Children often show their distress in the most inappropriate way.
It’s their way of demonstrating their anxiety and fear.

The pushing of an adult, especially a parent, especially in a place likely to cause injury, to me, sounds like she desperately needs a parent to reign her in, physically and emotionally, and let her know everything will be alright.

If you as parents are under the same roof and you seem to be implying that your husband is playing you off against him in the ‘best parent stakes’ (our daughter loves me more than she does you) kinda bullsh➖, then it sounds like one or the other of you shouldn’t be living in the same home.

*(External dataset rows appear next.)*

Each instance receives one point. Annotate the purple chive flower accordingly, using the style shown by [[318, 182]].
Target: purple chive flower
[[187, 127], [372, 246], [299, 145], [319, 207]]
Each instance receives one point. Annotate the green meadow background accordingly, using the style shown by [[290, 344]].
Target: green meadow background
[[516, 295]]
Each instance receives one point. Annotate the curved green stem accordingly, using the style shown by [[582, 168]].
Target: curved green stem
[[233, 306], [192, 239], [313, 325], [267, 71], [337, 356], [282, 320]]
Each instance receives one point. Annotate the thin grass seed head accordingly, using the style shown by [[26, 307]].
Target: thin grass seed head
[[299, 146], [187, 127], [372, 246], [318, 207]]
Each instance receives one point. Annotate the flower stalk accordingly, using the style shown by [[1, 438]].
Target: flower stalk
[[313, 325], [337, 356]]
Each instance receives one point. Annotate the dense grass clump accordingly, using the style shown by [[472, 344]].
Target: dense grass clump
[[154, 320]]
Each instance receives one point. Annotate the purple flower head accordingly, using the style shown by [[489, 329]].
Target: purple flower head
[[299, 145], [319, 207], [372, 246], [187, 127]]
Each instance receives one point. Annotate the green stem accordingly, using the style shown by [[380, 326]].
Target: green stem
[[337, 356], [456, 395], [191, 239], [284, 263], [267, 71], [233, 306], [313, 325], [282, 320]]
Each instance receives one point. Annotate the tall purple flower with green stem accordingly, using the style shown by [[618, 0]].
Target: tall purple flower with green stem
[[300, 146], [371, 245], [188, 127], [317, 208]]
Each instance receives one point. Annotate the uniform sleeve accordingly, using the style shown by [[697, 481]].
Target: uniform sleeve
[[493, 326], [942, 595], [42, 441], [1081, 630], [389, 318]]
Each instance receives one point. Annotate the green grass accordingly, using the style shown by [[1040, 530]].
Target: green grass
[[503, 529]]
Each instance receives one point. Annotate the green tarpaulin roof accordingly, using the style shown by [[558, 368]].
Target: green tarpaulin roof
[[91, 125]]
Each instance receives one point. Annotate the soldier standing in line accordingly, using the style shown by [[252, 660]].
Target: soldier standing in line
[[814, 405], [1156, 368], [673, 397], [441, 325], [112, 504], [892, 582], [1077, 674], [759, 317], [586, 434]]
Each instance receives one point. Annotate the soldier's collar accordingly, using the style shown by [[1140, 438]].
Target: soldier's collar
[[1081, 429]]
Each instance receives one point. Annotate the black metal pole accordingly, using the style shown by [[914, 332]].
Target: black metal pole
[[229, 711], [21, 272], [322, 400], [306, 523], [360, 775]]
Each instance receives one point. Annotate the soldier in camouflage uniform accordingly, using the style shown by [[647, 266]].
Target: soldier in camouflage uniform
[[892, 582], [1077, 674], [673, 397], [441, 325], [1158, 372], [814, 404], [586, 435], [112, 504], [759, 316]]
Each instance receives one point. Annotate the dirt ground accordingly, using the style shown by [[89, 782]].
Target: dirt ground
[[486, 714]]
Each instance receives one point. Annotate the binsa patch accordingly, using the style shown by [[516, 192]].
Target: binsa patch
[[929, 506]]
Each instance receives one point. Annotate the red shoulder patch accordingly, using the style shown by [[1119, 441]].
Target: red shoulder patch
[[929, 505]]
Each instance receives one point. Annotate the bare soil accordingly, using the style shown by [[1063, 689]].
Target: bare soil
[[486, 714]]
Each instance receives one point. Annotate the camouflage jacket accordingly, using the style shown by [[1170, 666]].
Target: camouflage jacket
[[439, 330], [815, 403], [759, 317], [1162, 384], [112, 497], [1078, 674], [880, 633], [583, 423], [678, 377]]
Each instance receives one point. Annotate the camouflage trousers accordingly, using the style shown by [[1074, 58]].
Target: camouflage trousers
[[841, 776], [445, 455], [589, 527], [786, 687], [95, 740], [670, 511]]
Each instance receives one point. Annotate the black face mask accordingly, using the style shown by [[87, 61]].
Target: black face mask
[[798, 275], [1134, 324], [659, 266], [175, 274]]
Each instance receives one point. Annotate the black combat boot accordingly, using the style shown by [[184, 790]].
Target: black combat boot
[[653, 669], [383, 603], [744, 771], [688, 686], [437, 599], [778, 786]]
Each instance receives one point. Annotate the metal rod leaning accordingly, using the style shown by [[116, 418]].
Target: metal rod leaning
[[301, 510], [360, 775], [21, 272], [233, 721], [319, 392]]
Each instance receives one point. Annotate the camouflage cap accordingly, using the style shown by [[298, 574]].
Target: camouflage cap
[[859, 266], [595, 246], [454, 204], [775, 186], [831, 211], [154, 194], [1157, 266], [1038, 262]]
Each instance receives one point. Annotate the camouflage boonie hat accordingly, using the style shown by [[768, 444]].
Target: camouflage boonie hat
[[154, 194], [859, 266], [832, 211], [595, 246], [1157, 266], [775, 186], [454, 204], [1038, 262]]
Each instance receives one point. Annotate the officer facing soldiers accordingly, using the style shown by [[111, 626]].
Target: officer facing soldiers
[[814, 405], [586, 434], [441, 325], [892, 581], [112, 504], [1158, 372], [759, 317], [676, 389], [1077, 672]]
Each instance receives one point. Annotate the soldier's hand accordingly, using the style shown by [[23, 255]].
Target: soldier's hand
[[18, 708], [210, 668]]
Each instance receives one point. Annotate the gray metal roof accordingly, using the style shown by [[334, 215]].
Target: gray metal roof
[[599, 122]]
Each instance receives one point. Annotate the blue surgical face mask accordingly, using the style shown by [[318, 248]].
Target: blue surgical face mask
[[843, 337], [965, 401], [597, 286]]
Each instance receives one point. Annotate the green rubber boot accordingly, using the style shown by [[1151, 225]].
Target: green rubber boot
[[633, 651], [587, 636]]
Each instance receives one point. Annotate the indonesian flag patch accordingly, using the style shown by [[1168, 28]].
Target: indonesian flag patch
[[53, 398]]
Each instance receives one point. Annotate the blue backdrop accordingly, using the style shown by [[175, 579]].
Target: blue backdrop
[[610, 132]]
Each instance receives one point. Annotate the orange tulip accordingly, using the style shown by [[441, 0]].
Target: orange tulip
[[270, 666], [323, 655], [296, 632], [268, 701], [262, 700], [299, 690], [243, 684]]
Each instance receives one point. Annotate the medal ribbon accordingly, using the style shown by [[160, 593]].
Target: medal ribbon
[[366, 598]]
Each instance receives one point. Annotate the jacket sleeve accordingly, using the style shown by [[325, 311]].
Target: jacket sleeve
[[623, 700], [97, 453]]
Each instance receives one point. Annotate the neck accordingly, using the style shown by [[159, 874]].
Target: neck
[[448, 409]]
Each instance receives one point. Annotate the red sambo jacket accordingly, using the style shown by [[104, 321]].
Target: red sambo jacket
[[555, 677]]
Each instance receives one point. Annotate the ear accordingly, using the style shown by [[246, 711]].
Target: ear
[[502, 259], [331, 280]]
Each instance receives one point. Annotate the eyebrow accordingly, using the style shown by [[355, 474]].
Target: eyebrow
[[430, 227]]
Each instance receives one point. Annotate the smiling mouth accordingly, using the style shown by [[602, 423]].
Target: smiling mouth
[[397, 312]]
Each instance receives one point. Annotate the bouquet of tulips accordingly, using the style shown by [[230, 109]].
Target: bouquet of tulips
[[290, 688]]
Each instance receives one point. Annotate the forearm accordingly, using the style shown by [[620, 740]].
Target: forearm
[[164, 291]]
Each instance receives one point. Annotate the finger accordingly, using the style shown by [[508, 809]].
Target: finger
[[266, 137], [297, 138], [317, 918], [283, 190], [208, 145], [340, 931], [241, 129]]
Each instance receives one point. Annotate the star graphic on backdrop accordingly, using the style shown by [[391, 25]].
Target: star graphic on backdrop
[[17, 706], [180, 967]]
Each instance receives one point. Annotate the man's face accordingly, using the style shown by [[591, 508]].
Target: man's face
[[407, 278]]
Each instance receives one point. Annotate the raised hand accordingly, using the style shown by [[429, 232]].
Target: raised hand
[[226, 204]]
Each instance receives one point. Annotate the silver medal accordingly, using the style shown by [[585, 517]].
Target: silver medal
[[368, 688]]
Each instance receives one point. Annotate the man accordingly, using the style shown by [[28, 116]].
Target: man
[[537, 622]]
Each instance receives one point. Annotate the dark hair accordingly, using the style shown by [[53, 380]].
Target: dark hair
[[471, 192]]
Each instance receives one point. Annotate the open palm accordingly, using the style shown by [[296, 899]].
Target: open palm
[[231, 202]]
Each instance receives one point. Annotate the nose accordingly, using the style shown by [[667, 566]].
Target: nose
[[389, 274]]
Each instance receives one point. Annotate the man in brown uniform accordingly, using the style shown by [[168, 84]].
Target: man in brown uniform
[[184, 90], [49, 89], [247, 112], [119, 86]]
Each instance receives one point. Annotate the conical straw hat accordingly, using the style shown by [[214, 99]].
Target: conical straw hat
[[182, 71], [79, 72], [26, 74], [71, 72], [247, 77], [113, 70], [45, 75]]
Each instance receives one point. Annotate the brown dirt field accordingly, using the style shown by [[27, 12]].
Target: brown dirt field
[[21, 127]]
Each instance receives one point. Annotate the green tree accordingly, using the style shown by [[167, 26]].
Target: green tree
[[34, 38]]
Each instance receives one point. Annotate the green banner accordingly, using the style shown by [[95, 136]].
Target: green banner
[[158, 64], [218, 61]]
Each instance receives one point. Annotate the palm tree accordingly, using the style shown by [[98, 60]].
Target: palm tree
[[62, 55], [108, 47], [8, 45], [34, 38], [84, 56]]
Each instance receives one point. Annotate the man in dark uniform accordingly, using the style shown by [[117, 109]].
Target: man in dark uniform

Maybe time to assess what this is about and whether drastic change needs to happen
tryingtobeOK · 36-40, F
That's why I want to move away. They said I need to fight for my daughter but I feel every agonizing pain of how she treated me. 😭@Picklebobble2
Picklebobble2 · 56-60, M
@tryingtobeOK Then first things first.
If you feel you’re the one that needs to move you need to make the move !
But before you do, get some legal advice about the implications of fighting for custody or visitation rights to your Daughter.

If your child is beginning to show signs of distress that will come out in different ways everywhere !
With her Father; with any Grandparents/family; at school and it can be an endless mess.having to be ‘accountable’ to so many different parties all with your Daughters best interest at heart !

So expect school; family; possibly social workers etc to get in your face as you progress through this.